In the largest protest since President Boris Yeltsin was re-elected, hundreds of thousands of workers angered by unpaid wages walked off their jobs Thursday.
Marching behind red banners in hundreds of cities from Moscow to Vladivostok, long lines of workers paraded through the main streets and squares, demanding the government lead the country out of its economic crisis."Our patience has blown up," said Ivan Ivanov, 60, a retired shipyard worker in the Far Eastern port of Vladivostok who hasn't received his pension in three months.
Thousands of extra police patrolled streets in all major cities. However, as with previous strikes, the turnout appeared to fall well short of organizers' expectations of 17 million strikers nationwide.

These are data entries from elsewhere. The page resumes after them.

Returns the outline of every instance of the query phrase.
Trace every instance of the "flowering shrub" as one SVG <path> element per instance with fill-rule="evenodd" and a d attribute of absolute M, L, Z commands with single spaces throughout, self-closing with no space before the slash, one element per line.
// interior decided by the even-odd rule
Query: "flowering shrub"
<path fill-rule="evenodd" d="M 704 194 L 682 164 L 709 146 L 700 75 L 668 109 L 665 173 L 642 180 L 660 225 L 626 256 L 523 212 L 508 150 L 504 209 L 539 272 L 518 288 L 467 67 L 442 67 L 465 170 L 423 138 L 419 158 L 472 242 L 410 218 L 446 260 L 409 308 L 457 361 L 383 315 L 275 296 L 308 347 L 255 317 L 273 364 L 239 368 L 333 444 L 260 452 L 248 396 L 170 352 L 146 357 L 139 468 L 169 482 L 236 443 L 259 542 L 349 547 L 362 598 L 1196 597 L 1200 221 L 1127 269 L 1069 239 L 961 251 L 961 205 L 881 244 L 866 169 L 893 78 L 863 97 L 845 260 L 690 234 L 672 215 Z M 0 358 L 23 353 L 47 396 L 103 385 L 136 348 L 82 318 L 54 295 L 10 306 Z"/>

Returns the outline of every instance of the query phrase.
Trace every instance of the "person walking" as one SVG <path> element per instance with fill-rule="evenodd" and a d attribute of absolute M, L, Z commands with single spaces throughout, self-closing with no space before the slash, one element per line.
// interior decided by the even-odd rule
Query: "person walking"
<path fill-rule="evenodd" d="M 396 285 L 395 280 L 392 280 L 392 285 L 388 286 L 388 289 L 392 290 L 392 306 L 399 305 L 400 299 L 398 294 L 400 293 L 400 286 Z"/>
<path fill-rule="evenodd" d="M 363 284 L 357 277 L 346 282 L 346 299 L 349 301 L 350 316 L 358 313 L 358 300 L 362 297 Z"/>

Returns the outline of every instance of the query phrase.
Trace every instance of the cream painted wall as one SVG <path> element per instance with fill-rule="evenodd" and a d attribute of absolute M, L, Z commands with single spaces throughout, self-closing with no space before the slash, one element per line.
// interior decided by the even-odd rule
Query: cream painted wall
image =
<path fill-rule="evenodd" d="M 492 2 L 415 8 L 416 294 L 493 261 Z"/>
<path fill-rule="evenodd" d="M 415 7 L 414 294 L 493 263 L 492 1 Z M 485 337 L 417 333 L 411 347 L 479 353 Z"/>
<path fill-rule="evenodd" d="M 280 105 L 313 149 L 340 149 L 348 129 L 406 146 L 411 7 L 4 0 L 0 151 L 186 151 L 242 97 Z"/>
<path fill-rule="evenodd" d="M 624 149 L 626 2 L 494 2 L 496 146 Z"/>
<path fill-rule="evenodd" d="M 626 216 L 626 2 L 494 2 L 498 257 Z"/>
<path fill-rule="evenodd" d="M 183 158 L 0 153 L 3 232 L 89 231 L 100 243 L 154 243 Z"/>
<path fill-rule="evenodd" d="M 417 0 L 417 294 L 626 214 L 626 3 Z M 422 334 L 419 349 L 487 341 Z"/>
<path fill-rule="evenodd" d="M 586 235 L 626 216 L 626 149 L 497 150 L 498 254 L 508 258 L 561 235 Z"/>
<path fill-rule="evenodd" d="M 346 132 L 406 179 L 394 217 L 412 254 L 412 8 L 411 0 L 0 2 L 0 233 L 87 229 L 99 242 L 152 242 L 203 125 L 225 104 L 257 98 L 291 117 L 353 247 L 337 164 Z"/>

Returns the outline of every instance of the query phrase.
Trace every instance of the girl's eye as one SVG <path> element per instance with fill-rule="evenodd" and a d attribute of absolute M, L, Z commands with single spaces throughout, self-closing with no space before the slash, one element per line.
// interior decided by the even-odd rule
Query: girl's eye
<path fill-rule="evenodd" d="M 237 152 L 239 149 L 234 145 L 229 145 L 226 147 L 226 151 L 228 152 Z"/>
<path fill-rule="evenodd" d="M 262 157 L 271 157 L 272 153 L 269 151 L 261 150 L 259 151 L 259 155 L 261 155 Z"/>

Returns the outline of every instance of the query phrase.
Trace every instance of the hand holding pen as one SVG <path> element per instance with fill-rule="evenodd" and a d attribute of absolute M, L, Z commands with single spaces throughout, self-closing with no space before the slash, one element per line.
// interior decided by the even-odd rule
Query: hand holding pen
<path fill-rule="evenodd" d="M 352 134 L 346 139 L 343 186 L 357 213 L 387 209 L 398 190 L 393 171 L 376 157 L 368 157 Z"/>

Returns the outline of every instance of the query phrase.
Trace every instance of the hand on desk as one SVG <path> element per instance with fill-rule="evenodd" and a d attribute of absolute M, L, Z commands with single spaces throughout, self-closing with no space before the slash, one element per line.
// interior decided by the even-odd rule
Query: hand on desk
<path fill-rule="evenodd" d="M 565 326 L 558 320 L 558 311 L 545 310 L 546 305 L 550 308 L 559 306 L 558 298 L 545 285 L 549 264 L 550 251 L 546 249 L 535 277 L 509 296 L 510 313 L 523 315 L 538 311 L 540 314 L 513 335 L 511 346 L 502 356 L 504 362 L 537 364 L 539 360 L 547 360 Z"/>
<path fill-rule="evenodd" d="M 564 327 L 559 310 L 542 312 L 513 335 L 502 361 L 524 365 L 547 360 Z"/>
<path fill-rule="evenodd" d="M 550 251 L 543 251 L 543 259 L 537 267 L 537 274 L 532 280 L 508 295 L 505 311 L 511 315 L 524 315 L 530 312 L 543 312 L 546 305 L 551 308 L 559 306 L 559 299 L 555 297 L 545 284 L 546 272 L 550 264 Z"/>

The Interior Ministry reported 500,000 people participating by midafternoon. There were no reports of serious trouble, and the walkout was not disrupting any key industries.
Still, the strike, one of many in recent months, was the biggest public protest since Yeltsin was re-elected in July.
Prime Minister Viktor Chernomyrdin called it "a vivid indication of the acuteness of the accumulated problems," the ITAR-Tass news agency reported.
He said help was on the way, though many Russians have grown skeptical of government pledges to pay billions of dollars in overdue pensions and wages.
In Moscow, about 10,000 demonstrators thronged off Red Square, waving Soviet flags with the traditional hammer and sickle and carrying banners denouncing Yeltsin and his top economic policy maker, Anatoly Chubais.
"Chubais - Pack Your Bags!" read one of the red banners. A few blue trade-union flags were interspersed.
Mikhail Shmakov, head the Russian Independent Trade Union Federation, which organized the protest, declared the strike a success. He claimed official reports minimized the size of demonstrations elsewhere.
Yeltsin's government has repeatedly failed to deliver on promises to pay wages and pensions that are months in arrears. The crisis affects millions of Russians.